Numerous studies have shown that collagen levels play an essential role in the development of LC [20, 21]. Naveen et al. [22] identified collagen VI as a potential biomarker for the early diagnosis of LC by proteomic analysis, suggesting that LC is associated with collagen-encoding genes. The COL6A4P2 gene is a pseudogene formed by the chromosomal break of the collagen-encoding gene COL6A4 [13, 23]; therefore, we speculate that the COL6A4P2 gene may be associated with LC. Our results suggest that the rs34445363 mutation in the COL6A4P2 gene significantly increases the risk of LC, validating our conjecture, and is consistent with previous studies.
Our results also found that the association between COL6A4P2 gene polymorphism and LC risk was influenced by gender and age. A retrospective analysis by Oh et al. [24] assessed the crucial effects of sex and age in the development of LC. Aareleid et al. [25] revealed that LC has different incidence rates in different genders and ages. These studies are consistent with our results and enhance the credibility of our findings.

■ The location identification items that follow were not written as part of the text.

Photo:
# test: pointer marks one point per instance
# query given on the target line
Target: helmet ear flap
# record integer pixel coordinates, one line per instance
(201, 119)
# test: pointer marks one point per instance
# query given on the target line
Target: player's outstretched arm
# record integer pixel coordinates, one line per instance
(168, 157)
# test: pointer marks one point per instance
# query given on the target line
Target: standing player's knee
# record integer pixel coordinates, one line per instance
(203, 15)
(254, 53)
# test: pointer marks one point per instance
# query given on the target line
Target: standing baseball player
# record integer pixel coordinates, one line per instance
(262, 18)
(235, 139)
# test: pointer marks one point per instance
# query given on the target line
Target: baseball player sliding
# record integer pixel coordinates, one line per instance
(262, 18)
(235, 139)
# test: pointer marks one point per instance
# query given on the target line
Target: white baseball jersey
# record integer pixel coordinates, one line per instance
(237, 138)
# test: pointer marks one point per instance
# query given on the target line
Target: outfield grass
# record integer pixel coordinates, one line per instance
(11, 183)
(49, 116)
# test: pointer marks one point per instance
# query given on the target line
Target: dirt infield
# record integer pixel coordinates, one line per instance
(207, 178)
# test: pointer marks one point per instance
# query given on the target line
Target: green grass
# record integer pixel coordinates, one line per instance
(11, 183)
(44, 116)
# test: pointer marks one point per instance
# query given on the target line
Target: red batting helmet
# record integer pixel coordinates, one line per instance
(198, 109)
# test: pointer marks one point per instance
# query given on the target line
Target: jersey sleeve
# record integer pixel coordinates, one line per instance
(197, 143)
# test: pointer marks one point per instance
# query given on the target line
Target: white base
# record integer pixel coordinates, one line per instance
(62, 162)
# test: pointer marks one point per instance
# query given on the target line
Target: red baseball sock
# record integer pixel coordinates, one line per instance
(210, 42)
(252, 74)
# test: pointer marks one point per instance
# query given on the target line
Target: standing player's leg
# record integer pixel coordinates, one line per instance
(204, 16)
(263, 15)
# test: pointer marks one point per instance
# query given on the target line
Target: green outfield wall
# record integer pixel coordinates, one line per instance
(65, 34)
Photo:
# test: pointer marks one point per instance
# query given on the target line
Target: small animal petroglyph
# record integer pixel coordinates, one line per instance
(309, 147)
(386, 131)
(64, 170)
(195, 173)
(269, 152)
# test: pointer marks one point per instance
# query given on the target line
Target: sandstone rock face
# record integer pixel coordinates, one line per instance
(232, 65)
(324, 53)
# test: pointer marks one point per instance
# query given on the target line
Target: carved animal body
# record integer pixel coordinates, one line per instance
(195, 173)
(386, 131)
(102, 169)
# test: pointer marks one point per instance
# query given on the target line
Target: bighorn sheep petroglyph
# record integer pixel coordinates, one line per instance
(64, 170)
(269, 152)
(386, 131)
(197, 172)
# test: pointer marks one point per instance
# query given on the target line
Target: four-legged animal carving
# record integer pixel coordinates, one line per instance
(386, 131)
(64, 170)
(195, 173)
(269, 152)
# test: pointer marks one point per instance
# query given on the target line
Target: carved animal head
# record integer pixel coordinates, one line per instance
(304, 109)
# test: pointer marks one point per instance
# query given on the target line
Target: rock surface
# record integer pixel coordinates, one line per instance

Furthermore, we predicted the differential expression of COL6A4P2 in normal lung tissues and LC tissues using a database. Voiles et al. [12] found that collagen VI protein levels increased in tumor lung tissue and speculated that the expression of the COL6A4P2 gene in tumor lung tissue is variable. This is consistent with our predictions. Fagerberg et al. [26] found that the COL6A4P2 gene is specifically expressed in human lung tissue by genome-wide integration analysis of transcriptomics and antibody proteomics. These findings suggest the important research significance of the COL6A4P2 gene in the development of LC, prompting that the COL6A4P2 gene deserves further study.
Conclusion
In conclusion, the present study is the first to investigate the association between COL6A4P2 and LC. Our findings indicated that COL6A4P2 gene polymorphism is associated with LC risk in the Chinese Han population. However, it is necessary to conduct further studies in other races and larger sample sizes to confirm our results. Our study provides a basic reference for individualized LC prevention.
Supporting information
Acknowledgments
We thank all authors for their contributions and supports. We are also grateful to all participants for providing blood samples.
Data Availability
All original data used in this study can be found in S4 Table.
Funding Statement
The author(s) received no specific funding for this work. Our study had no funding relationship with Xi'an 21st Century Biological Sicence and Technology Co., Ltd, which has an employment relationship with several authors of this study. The specific roles of these authors are articulated in the ‘author contributions’ section.
References
- 1.Kou Y, Li G, Shao J, et al. Genome-Wide Profiling Reveals That Herbal Medicine Jinfukang-Induced Polyadenylation Alteration Is Involved in Anti-Lung Cancer Activity. Evid Based Complement Alternat Med. 2017;2017:5326909. 10.1155/2017/5326909 [DOI] [PMC free article] [PubMed] [Google Scholar]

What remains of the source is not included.